I had a lot more hits, but the collateral was always below the default tx fee, so these are OK I suppose.

So you have a fix available? - Edit: I see, issue 1261

[vikramrajkumar]

@pmconrad I have made the simplest change which is to calculate interest at construction as it would be in 1 block interval from the current head block. This means that the full debt at confirmation should never be more than assumed at the time of construction. So when fully covering, either the full debt should be paid or the transaction should fail to confirm.

However, it occurs to me that it could be possible that the transaction ends up in an earlier block if there is some bad forking occurring, and so we are stuck with the same problem.

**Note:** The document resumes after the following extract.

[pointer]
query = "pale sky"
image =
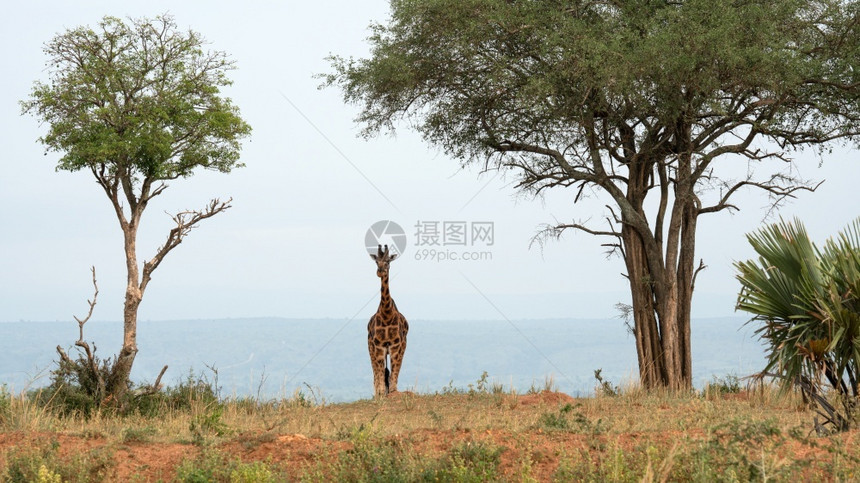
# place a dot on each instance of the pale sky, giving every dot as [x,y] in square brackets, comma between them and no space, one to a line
[293,243]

The intent of the new pay_fee op mentioned in #1216 is to explicitly specify the intended fees to be paid to the network, so that a transaction will fail to confirm if something else happens, such as in the above covers. I am open to better suggestions if you have any.

[vikramrajkumar]

Actually, it seems to me that we can just change the behaviour of the cover operation to directly return the collateral back to a balance record rather than expecting the transaction to collect it with a deposit.

[pmconrad]

Actually, it seems to me that we can just change the behaviour of the cover operation to directly return the collateral back to a balance record rather than expecting the transaction to collect it with a deposit.

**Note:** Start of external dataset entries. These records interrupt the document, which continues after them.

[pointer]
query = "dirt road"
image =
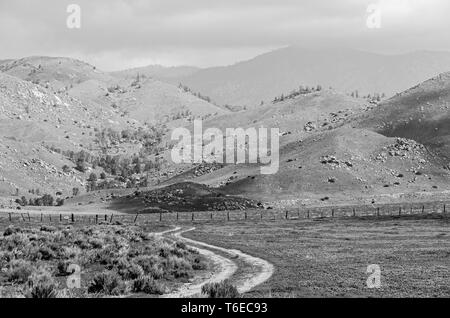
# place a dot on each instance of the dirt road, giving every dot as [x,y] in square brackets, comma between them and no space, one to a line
[256,271]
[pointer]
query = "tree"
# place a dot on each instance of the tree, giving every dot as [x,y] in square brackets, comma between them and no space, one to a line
[66,169]
[81,165]
[92,177]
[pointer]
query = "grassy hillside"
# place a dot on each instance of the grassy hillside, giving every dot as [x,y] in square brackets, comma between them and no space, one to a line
[262,78]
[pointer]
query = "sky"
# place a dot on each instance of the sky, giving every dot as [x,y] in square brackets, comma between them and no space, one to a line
[119,34]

IMO that would be the cleanest solution.

[vikramrajkumar]

I agree; it does complicate transaction scanning somewhat but still worth it.

[abitmore]

The 9900327696 one is this: https://bitsharestalk.org/index.php?topic=13075.0

[vikramrajkumar]

On second thought, for now I will hold off on changing the semantics of the operation in the interest of not adding another special case to transaction scanning. Instead I have added the limit_fee op when submitting a cover to make sure you don't pay any unintentional base fee. Eventually I intend to always include this op when constructing transactions.

[vikramrajkumar]

List of the bad covers:

[1465854] ad834d88d0182437877b76cd9441fef8473282c0 | 9900337696
[1784071] ae650e10d059294a8650d6dc9a416f9f221d652c | 1519724081
[1787759] 25e0507e85f9327b3e278bbc74ecb0a895f3532b | 842772272
[1997389] 84ea9a317e33bbf92857c2cf625790c3314385fc | 38224355405
[1997761] 7591cbcd1004d2ce004ab879d053758151858fc3 | 38223298975
[2033726] 1ab1948ec79dafbbf01f6c1a4433d46cdc00c683 | 5881752070
[2033744] e7c2b2dcfde27106b3fd09490b2dc7b05c7a7663 | 6533027197
[2035009] eca547196fe581fd5a8df7039c1798645c5dc4ee | 181666
[2035524] 283904505e023aec2a1476482f5c3fbced4690d2 | 1292717
[2035530] fcada16c256cfebcb84e0c5f35619ee6ee3d6797 | 1078931
[2035536] 8b8453e1832365218751883308f6e46ad3bfbcf0 | 531511
[2035542] 1302ab731c01421a030639566208254eb0d9ae04 | 792457
[2035544] 60f29e25df60a2d608d9b4bfed7fadefec746710 | 1267062
[2035551] 8ae29dfebbfc9c4f1034383d103e39260ee30fc5 | 1366489

For a total of 1,011,317.78529 BTS.

[abitmore]

For a total of 1,011,317.78529 BTS.

Refund planned?

[vikramrajkumar]

Yes, will be coordinated soon once we confirm the new release is okay.